A dialética pascaliana mostra que alguns princípios, dentre eles Deus, não podem ser tocados pela razão demonstrativa – o espírito de Geometria – mas podem ser sentidos pelo coração. A própria condição do homem só pode ser conhecida pelo espírito de finesse: “não se é miserável sem sentimento. Uma casa em ruínas não o é. Só o homem é miserável” (PASCAL, 1995, p. 153).

Desse modo, [...] a razão adquire assim uma posição particular: de um lado, se empenha na reflexão para a formulação das definições, distinções e organização dos dados recolhidos a partir da experiência externa e científica; do outro lado, pode também ser constantemente despertada para acolher, a partir desta compreensão da finesse, a possibilidade de vislumbrar dimensões novas, de onde a experiência existencial lhe concede sempre de novo a possibilidade de investigar (SPENGLER, 2010, p. 69).

Relembrando o grau de importância que a existência humana possui em Pascal, compreende-se que a pesquisa racional, por si só, torna-se estranha ao homem não lhe alcançando significado. O avanço das verdades científicas não basta, pois “isto não é suficiente para proporcionar ao homem o consolo e a edificação que seu estado o conduz a procurar” (SPENGLER, 2004, p. 35).

Em síntese, afirma Pascal nos Pensamentos,  
[...] vagamos num meio vasto, sempre incertos e flutuantes, impelidos de uma extremidade a outra. Algum termo em que pensássemos ligar-nos e firmar-nos, abala e nos abandona; e, se o seguimos, ele escapa à nossa captura, escorrega-nos e foge com uma fuga eterna. Nada se detém para nós. É o estado que nos é natural e  todavia, o mais contrário à nossa inclinação: queimamos de desejo de  achar assento firme e uma última base constante para nela edificar  uma torre que se eleve ao infinito; mas, todo o nosso fundamento estala e a terra se abre até aos abismos. (1995, p. 145)
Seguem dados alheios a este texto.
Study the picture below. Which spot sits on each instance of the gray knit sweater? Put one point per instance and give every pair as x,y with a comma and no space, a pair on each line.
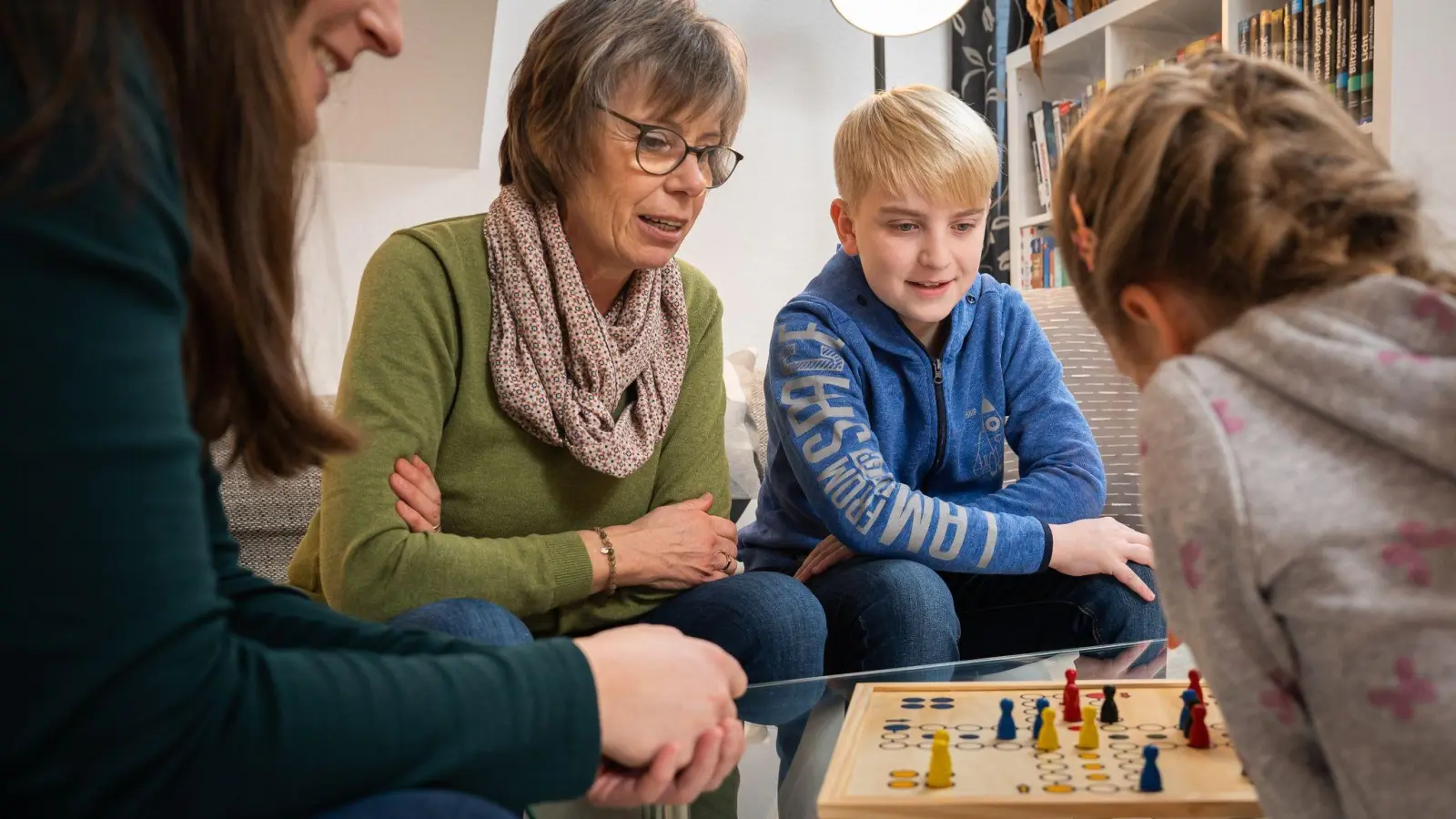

No fim, o homem se encontra novamente num paradoxo. Temos a razão, mas não podemos tudo conhecer nem encontrar segurança na natureza. Portanto, a verdadeira reflexão conduz-nos a nossa miséria, nossa insuficiência diante de Deus e do infinito. Não podemos dispor de segurança e firmeza, nem em nossa razão – já que ela “*...+ está sempre caída pela inconstância das aparências; nada pode fixar o finito entre os infinitos que a encerram e a evitam” (PASCAL, 1995, p. 145) – nem na natureza, haja vista a situação de pequenez da condição humana no seu frágil vagar mediano entre os infinitos, sempre incerto e flutuante. Considerando sua situação na natureza, pode-se inferir o estado de angústia em que se encontra o homem.